Frank et Schmidt suggèrent, en outre, de se concentrer sur les traces chimiques laissées par une civilisation sophistiquée. Par exemple, des accumulations inhabituellement importantes d’éléments tels que l’azote pourraient être des indications de l’utilisation d’engrais. Les déplacements de carbone résultant de la combustion de combustibles fossiles seraient un autre signe chimique à rechercher. De plus, diverses activités industrielles contribuent à l’érosion des sols, qui altérerait à son tour les sédiments océaniques.

Archives géologiques

Schmidt et Frank suggèrent que les archives géologiques devraient témoigner de l’existence de civilisations avancées. L’exploitation minière laisserait de grandes quantités détectables de métaux rejetés dans les océans, et certains métaux (plutonium-244 et curium-247) pourraient laisser une signature nucléaire d’une bataille mettant fin à la civilisation.

Il faut également considérer que les archives fossiles sont modifiées par les humains, et que les choses que nous fabriquons laissent également leur marque. L’humanité a pollué l’environnement avec des produits chimiques chlorés synthétiques et des plastiques. On ne sait pas combien de temps ces substances ou leurs dérivés seront détectables.
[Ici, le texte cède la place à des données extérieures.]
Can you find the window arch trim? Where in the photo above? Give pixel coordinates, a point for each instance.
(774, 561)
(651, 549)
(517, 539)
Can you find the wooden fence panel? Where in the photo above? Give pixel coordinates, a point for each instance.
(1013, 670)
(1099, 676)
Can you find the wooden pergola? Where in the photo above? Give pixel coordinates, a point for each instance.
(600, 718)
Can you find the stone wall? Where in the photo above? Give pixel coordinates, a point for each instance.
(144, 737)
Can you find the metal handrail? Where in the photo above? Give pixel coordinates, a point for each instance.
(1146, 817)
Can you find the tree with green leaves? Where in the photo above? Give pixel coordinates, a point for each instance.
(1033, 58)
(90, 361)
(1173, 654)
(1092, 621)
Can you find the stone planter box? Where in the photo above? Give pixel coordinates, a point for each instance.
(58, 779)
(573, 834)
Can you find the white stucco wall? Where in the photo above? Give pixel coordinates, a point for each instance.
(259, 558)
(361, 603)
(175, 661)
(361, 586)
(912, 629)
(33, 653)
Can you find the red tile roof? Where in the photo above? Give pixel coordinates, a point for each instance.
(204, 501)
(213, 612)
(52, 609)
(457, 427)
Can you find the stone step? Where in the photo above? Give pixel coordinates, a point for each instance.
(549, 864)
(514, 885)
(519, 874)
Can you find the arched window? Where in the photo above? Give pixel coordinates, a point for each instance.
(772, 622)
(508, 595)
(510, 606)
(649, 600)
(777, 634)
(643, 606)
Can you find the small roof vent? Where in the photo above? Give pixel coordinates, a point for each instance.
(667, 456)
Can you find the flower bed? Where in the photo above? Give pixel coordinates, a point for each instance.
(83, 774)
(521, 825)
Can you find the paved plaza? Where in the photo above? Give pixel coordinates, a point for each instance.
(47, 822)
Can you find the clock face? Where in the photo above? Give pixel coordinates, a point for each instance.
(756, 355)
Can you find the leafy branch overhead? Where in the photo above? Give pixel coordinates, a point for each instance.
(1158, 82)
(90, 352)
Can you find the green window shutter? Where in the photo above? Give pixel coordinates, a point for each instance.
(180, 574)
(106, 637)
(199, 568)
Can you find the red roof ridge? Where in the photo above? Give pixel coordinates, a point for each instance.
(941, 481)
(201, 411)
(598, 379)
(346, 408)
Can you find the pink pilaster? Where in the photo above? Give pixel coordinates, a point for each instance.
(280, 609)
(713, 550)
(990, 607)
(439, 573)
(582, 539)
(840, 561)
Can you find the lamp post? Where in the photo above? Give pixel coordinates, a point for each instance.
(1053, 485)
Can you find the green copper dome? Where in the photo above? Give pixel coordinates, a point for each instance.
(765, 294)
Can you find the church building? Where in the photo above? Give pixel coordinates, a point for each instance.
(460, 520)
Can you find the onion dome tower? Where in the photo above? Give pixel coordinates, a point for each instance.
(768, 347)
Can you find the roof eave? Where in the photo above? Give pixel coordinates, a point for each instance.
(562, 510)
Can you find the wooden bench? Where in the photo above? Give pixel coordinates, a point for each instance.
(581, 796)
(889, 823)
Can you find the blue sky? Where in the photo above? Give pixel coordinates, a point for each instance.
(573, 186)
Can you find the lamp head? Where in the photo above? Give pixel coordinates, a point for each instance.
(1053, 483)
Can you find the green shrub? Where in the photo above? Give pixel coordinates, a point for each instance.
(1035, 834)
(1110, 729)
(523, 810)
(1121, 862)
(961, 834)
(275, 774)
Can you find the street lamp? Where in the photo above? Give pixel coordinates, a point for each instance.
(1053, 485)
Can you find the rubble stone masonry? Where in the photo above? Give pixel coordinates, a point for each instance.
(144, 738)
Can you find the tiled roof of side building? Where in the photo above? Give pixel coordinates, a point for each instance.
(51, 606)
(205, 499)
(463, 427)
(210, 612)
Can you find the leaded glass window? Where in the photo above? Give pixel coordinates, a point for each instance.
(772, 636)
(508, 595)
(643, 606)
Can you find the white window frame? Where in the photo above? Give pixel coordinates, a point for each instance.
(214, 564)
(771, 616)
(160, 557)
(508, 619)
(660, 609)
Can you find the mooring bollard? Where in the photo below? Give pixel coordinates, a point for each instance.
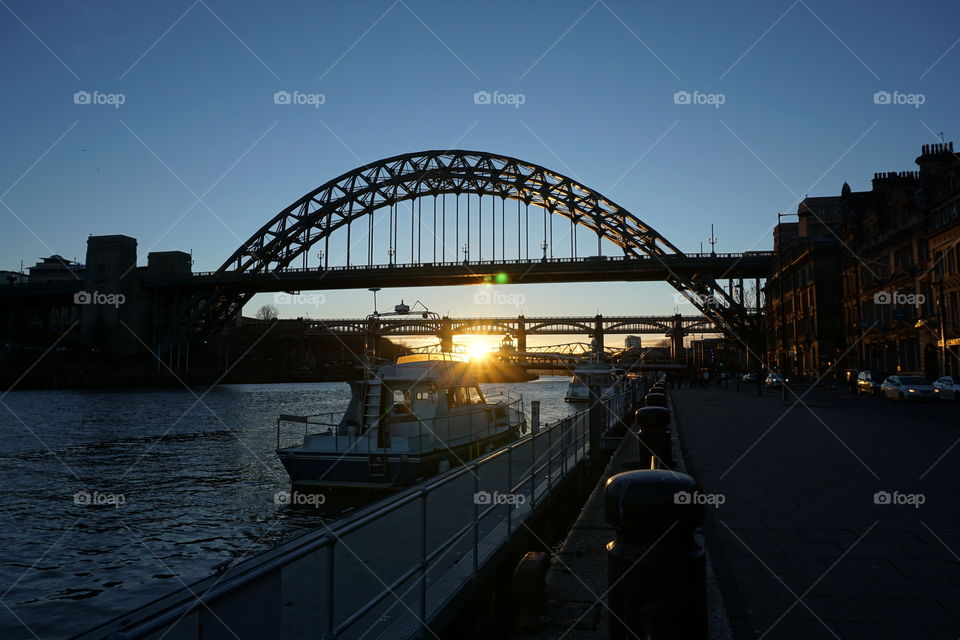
(529, 590)
(653, 431)
(654, 399)
(655, 566)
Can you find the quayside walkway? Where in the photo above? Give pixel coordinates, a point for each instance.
(392, 569)
(839, 516)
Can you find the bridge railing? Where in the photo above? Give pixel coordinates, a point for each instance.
(387, 569)
(354, 438)
(517, 261)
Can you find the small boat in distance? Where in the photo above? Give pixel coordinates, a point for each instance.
(405, 422)
(587, 375)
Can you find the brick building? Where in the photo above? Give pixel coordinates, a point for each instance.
(865, 277)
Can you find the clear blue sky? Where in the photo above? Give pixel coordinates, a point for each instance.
(598, 79)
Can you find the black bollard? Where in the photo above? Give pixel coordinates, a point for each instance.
(655, 399)
(653, 433)
(655, 566)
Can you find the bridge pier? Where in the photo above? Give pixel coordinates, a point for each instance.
(598, 334)
(677, 334)
(446, 335)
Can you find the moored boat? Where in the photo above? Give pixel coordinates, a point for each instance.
(406, 421)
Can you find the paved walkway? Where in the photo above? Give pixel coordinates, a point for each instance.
(802, 546)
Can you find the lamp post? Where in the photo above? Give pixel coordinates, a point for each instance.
(941, 310)
(783, 319)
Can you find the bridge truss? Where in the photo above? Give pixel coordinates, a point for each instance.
(357, 202)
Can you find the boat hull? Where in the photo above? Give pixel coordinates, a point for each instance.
(325, 469)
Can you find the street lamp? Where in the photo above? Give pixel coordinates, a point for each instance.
(941, 308)
(783, 320)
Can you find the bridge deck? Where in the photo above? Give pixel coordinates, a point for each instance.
(607, 268)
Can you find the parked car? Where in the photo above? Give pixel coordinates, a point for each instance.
(868, 382)
(774, 380)
(906, 387)
(947, 388)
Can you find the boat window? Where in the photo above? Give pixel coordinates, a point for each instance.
(474, 395)
(453, 398)
(401, 401)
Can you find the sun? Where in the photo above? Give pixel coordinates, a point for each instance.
(478, 351)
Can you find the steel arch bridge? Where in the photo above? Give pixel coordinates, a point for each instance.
(344, 202)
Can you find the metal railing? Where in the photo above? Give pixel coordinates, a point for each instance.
(421, 546)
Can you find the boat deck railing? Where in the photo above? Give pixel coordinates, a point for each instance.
(316, 420)
(388, 569)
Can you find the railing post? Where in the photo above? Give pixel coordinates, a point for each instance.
(549, 460)
(509, 489)
(476, 521)
(533, 470)
(563, 447)
(423, 563)
(331, 552)
(595, 418)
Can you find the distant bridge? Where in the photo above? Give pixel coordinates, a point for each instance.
(519, 327)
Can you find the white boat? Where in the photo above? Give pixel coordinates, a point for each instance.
(408, 421)
(585, 376)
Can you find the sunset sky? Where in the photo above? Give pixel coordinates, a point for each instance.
(188, 150)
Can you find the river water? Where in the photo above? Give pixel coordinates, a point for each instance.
(113, 498)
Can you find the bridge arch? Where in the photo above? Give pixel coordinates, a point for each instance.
(372, 187)
(366, 190)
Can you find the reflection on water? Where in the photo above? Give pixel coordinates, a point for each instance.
(113, 498)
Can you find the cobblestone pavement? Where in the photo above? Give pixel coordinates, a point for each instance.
(840, 515)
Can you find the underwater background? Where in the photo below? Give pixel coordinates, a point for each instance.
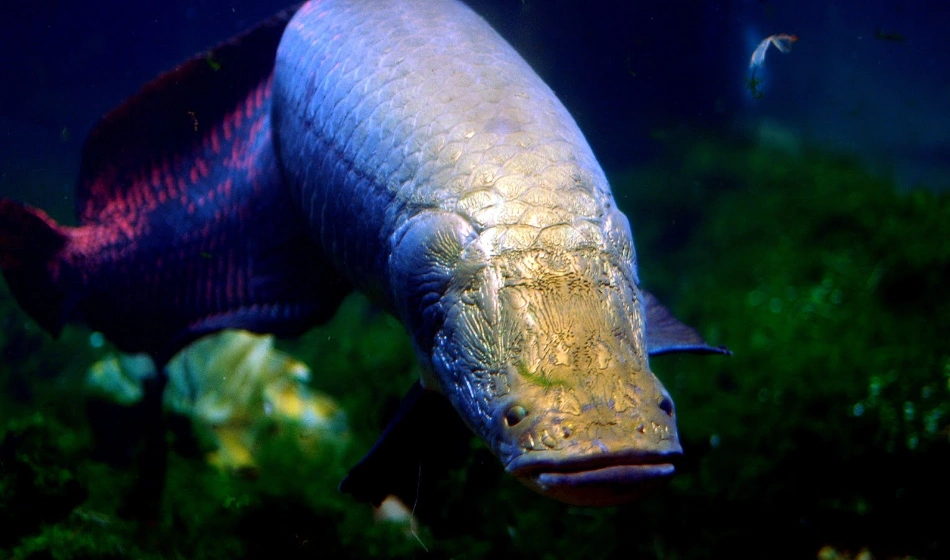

Civilisations perdues – Y avait-il des cultures préhistoriques industrialisées
Fougères flottantes Azolla. Les fossiles de ce genre indiquent un climat subtropical au pôle Nord et offrent un indice sur l’histoire de la Terre. (Image : Joël Carnat / Flickr / CC BY 2.0)

Dans les archives géologiques, il y a eu de nombreux événements sur la façon dont les humains ont eu un impact sur l’environnement. Un énorme pic des niveaux d’isotopes de carbone et d’oxygène s’est produit il y a 56 millions d’années. Cet événement est appelé le Maximum Thermique du Paléocène-Éocène. De plus, pendant environ 200 000 ans, la température de la Terre a augmenté de 5 à 7 degrés. Cela aurait-il pu être causé par les actions d’une civilisation précédente ?

Dans leur article, Schmidt et Frank ont déclaré : « Il existe des similitudes incontestables entre les événements abrupts précédents dans les archives géologiques et la signature probable de l’Anthropocène dans les archives géologiques à venir. »

Ces événements, bien sûr, ne montrent pas qu’il y avait une civilisation industrielle antérieure.

« L’hypothèse silurienne ne peut pas être considérée comme probable simplement parce qu’aucune autre idée valable ne se présente », ont-ils déclaré. Il reste encore beaucoup de questions auxquelles il faut répondre. « Existe-t-il d’autres classes de composés qui laisseront des traces uniques dans la géochimie des sédiments à des échelles de temps de plusieurs millions d’années ? » interroge leur papier.

« Nous recommandons une synthèse et une étude plus approfondies sur la persistance de sous-produits industriels uniques dans les environnements de sédiments océaniques ».

Le document prend un angle léger et aborde l’idée de la façon dont nous pensons à l’humanité et à notre place dans le tableau d’ensemble.

Notre civilisation industrielle est peut-être la seule qui existe, mais il est beaucoup plus intéressant d’imaginer que nous soyons l’une des nombreuses, sinon des millions, à travers l’univers.